Politique

Primaire de la gauche : "tous les candidats marchent sur des œufs" (Philippe Breton, politologue)

Par Wassila Guittoune, France Bleu Belfort-Montbéliard vendredi 13 janvier 2017 à 8:49

7 candidats pour la primaire de la gauche
7 candidats pour la primaire de la gauche © Radio France - Alexandre MARCHI

Le premier débat de la primaire de la gauche a eu lieu jeudi soir. 7 candidats ont débattu pendant plus de deux heures : Benoit Hamon, Manuel Valls, Arnaud Montebourg, Vincent Peillon, Sylvia Pinel, François de Rugy et Jean Luc Benhamias.

Philippe Breton, politologue et enseignant à l'école de journalisme de Strasbourg est revenu sur France Bleu Belfort Montbéliard sur le premier débat de la primaire de la gauche : "Ceux qui attendaient des clivages, des éclats de voix, des divisons en ont eu pour leurs frais. Tous les candidats ont marché sur des œufs. Ils ont très bien illustré ce sport socialiste qu'est la synthèse. Une véritable unité de façade au prix d'une certaine fadeur".
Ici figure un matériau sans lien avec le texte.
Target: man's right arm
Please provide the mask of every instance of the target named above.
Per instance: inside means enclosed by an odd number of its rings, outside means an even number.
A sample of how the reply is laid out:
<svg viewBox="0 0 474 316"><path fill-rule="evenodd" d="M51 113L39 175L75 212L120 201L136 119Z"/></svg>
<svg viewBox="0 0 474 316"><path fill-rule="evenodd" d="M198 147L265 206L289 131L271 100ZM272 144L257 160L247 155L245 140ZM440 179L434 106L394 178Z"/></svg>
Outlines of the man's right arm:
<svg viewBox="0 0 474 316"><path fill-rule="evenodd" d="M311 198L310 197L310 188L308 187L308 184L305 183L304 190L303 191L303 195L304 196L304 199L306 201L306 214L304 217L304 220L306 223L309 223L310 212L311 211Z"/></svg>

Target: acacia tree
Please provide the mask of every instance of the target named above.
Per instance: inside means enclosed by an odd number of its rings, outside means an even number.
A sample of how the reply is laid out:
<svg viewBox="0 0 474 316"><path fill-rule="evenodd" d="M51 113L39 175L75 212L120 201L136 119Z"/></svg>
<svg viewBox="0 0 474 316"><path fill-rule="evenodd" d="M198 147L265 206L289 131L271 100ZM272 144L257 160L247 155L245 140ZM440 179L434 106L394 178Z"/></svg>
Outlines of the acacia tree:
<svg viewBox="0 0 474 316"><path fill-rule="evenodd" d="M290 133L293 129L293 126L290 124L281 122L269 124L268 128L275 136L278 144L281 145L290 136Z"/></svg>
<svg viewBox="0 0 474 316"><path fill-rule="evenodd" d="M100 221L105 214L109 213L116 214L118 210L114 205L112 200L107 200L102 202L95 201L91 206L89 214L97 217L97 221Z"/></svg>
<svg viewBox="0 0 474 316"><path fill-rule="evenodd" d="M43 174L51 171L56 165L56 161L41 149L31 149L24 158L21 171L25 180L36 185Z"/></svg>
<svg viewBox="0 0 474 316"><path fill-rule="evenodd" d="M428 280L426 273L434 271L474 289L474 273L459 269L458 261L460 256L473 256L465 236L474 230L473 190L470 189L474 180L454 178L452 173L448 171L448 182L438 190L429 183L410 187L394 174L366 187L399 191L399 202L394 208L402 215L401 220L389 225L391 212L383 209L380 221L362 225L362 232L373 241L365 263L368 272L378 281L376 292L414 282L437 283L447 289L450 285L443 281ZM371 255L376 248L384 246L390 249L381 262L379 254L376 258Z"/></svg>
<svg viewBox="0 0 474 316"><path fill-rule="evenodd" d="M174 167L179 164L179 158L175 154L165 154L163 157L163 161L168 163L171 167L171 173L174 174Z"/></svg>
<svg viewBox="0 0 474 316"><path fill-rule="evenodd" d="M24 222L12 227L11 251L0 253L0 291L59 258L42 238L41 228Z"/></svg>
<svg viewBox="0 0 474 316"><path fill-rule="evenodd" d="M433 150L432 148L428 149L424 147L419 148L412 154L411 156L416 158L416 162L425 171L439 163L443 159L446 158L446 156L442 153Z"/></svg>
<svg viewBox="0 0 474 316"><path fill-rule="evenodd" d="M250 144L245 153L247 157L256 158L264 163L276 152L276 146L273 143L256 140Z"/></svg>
Selon Philippe Breton : "C'est un exercice très délicat, ils savent tous que les sympathisants socialistes n'aiment pas les divisions (...) ils n'auraient pas aimé que quelqu'un rejoue encore la carte de la division, ce qui explique cette extrême prudence, au prix d'une certaine fadeur".

Manuel Valls est le grand vainqueur de ce premier débat selon le politologue : "On a vu le retour de Manuel Valls, qui s'était pris les pieds dans le tapis, il a réussi à sortir de ce piège. Il a donné l'impression d’être le seul à avoir envie d'y aller. (...)On attendait Benoit Hamon, il a été un peu en retrait, Mr Montebourg a été un peu différent de ce qu'il est d'habitude. Mr Peillon est resté très isolé dans ce débat".

On ne connait pas encore les chiffres d'audience, mais le politologue estime qu'ils seront bas : 'Ces débats sont très longs et fastidieux (...) Quand on demande aux candidats de répondre par oui ou par non, je crois que là il y a une caricature de débat et les téléspectateurs n'apprécient pas ce genre de débats. On va voir les chiffres, mais je crains que le prochain débat ne suscite pas un enthousiasme excessif".